By using an LKB 8721-3 vaporization calorimeter, the standard enthalpiea of vaporization of some multichloro-alkanes have been determined as the following: 1, 2-dichloroethane, 35.12±0.05; 1,1-dichloroethane, 30.57±0.05; 1,2-dichloropropane, 36.14±0.05; 1,3-dichloropropane, 40.61±0.10; 1,2,3-trichloropropane, 47.75±0.10; 1,4-dichlorobutane, 46.36±0.03; 1,2-dichlorobutane, 40.16±0.12 kJ mol~(-1) respectively.  A linear equation, ΔH_ν~0=21.33+0.1589 t_b, can be used to fit the experimental data of dichloroalkanes, where t_b is the normal boiling point of compounds.  A comparison of the ΔH_v~0 of dichloroalkanes and their molecular structures shows that (1) when a Cl atom on the primary carbon isomerizes onto the secondary carbon, the ΔH_v~0 of the isomer will decrease; (2) when the number of carbon atoms linked between the two chlorine atoms increases, the ΔH_v~0 of the isomer will increase in the order: 2,2-<1,1-<1,2-<1,3-<1,4-≈1,5-dichloroalkanes.
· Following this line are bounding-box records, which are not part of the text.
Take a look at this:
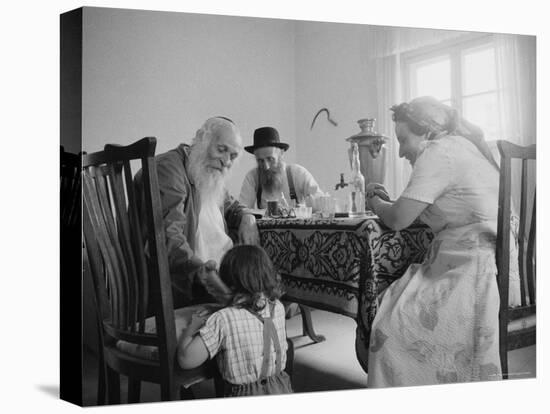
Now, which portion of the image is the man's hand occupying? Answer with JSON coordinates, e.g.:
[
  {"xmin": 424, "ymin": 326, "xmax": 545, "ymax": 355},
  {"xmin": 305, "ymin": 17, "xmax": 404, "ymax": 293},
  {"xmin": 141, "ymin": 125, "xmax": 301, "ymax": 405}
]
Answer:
[
  {"xmin": 365, "ymin": 183, "xmax": 391, "ymax": 201},
  {"xmin": 239, "ymin": 214, "xmax": 260, "ymax": 246},
  {"xmin": 199, "ymin": 260, "xmax": 233, "ymax": 305}
]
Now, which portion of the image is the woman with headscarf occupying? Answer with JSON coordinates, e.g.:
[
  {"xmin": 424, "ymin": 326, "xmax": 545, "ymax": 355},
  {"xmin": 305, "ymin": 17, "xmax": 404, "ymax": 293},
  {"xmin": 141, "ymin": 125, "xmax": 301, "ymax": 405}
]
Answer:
[{"xmin": 366, "ymin": 97, "xmax": 520, "ymax": 387}]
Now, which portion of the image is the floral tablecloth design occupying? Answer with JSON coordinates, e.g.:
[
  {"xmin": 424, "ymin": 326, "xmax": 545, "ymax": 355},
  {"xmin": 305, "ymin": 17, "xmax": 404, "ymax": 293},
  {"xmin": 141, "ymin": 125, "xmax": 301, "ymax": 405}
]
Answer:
[{"xmin": 258, "ymin": 216, "xmax": 433, "ymax": 370}]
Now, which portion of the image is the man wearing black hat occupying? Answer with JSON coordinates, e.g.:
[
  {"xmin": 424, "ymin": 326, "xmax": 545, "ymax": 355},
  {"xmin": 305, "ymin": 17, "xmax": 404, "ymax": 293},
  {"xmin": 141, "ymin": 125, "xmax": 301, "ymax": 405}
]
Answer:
[{"xmin": 239, "ymin": 127, "xmax": 321, "ymax": 208}]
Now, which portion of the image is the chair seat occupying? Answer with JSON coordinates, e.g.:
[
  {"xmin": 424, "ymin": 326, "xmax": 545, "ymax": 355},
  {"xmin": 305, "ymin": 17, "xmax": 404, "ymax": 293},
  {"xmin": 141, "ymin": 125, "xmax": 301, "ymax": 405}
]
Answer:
[
  {"xmin": 116, "ymin": 303, "xmax": 221, "ymax": 361},
  {"xmin": 508, "ymin": 314, "xmax": 537, "ymax": 333}
]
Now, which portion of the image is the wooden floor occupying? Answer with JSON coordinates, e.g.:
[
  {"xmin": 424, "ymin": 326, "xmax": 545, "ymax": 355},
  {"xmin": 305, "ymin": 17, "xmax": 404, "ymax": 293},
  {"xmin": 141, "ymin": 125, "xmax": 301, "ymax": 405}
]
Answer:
[{"xmin": 83, "ymin": 310, "xmax": 536, "ymax": 405}]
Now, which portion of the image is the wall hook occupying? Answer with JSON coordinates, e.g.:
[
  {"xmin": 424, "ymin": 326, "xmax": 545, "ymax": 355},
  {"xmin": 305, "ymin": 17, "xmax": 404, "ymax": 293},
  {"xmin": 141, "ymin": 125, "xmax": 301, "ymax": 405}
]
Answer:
[{"xmin": 309, "ymin": 108, "xmax": 338, "ymax": 131}]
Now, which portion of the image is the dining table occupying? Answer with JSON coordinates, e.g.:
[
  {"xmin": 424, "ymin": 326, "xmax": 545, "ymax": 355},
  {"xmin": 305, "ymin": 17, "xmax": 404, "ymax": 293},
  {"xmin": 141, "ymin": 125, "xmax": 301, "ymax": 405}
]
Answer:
[{"xmin": 257, "ymin": 212, "xmax": 433, "ymax": 371}]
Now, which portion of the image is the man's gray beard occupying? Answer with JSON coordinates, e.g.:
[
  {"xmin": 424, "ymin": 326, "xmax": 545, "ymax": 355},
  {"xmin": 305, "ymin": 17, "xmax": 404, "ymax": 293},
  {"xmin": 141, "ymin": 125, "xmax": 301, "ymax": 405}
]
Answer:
[
  {"xmin": 189, "ymin": 146, "xmax": 229, "ymax": 207},
  {"xmin": 259, "ymin": 163, "xmax": 284, "ymax": 193}
]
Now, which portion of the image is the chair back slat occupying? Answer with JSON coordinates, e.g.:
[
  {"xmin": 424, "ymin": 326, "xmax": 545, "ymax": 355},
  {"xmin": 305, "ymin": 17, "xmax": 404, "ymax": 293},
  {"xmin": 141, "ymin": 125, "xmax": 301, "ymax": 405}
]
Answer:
[
  {"xmin": 124, "ymin": 160, "xmax": 149, "ymax": 333},
  {"xmin": 109, "ymin": 163, "xmax": 138, "ymax": 331},
  {"xmin": 96, "ymin": 164, "xmax": 131, "ymax": 329},
  {"xmin": 82, "ymin": 167, "xmax": 125, "ymax": 327},
  {"xmin": 138, "ymin": 157, "xmax": 176, "ymax": 384},
  {"xmin": 82, "ymin": 138, "xmax": 176, "ymax": 358},
  {"xmin": 526, "ymin": 192, "xmax": 537, "ymax": 304},
  {"xmin": 496, "ymin": 140, "xmax": 536, "ymax": 378},
  {"xmin": 60, "ymin": 146, "xmax": 81, "ymax": 231}
]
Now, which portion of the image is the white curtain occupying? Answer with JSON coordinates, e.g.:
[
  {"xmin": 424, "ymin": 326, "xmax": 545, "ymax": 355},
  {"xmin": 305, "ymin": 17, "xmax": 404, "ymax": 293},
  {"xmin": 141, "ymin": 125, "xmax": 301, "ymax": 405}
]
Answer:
[
  {"xmin": 495, "ymin": 34, "xmax": 536, "ymax": 145},
  {"xmin": 376, "ymin": 54, "xmax": 411, "ymax": 199},
  {"xmin": 489, "ymin": 34, "xmax": 536, "ymax": 215},
  {"xmin": 367, "ymin": 26, "xmax": 467, "ymax": 199},
  {"xmin": 366, "ymin": 26, "xmax": 536, "ymax": 198}
]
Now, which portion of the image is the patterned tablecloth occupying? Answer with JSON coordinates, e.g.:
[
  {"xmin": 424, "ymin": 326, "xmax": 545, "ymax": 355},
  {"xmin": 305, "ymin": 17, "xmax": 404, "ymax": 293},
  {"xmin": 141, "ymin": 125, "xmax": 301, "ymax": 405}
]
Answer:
[{"xmin": 258, "ymin": 216, "xmax": 433, "ymax": 369}]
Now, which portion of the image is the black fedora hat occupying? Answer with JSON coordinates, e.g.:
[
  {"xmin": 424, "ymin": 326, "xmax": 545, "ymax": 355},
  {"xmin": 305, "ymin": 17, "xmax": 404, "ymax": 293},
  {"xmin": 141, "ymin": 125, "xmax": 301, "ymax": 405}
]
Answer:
[{"xmin": 244, "ymin": 127, "xmax": 288, "ymax": 154}]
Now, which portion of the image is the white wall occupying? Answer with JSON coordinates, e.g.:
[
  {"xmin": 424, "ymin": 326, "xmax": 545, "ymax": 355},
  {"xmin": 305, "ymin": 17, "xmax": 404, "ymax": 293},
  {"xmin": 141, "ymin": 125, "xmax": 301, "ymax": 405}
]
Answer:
[
  {"xmin": 82, "ymin": 8, "xmax": 376, "ymax": 196},
  {"xmin": 295, "ymin": 22, "xmax": 377, "ymax": 195},
  {"xmin": 82, "ymin": 8, "xmax": 295, "ymax": 195}
]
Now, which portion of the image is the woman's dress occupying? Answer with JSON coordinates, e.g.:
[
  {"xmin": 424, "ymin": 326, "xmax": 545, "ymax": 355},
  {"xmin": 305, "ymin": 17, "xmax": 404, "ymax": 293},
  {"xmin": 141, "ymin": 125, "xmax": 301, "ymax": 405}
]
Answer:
[{"xmin": 368, "ymin": 136, "xmax": 516, "ymax": 387}]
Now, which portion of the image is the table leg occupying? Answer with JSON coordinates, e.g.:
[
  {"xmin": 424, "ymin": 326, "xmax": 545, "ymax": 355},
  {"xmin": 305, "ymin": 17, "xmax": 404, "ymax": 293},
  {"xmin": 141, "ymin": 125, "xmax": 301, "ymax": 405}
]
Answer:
[{"xmin": 298, "ymin": 305, "xmax": 326, "ymax": 344}]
This can be considered as a result of the Cl…Cl interaction in the molecules which makes a decrease in the depole moment of C—Cl bonds or in the formal charge on the Cl atoms, and so in the intermolecular electroatatic interaction energy. The decreae in the latter is estimated from the difference between calculated value from the equation, ΔH_v~0 (a,b-Cl_2C_nH_(2n))=ΔH_v~0 (a-ClC_nH_(2n+1))+ΔH_v~0 (b-ClC_nH_(2n+1))-ΔH_v~0 (C_nH_(2n+2)), and experimental result as the following: for 1,1-≈2,2-dichloroalkanes, ~7; 1,2-dichloroalkanes, ~4; 1,3-dichloroalkanes, ~1.5; 1,4-≈1,5-dichloroalkanes, ~0 kJ mol~(-1), respectively.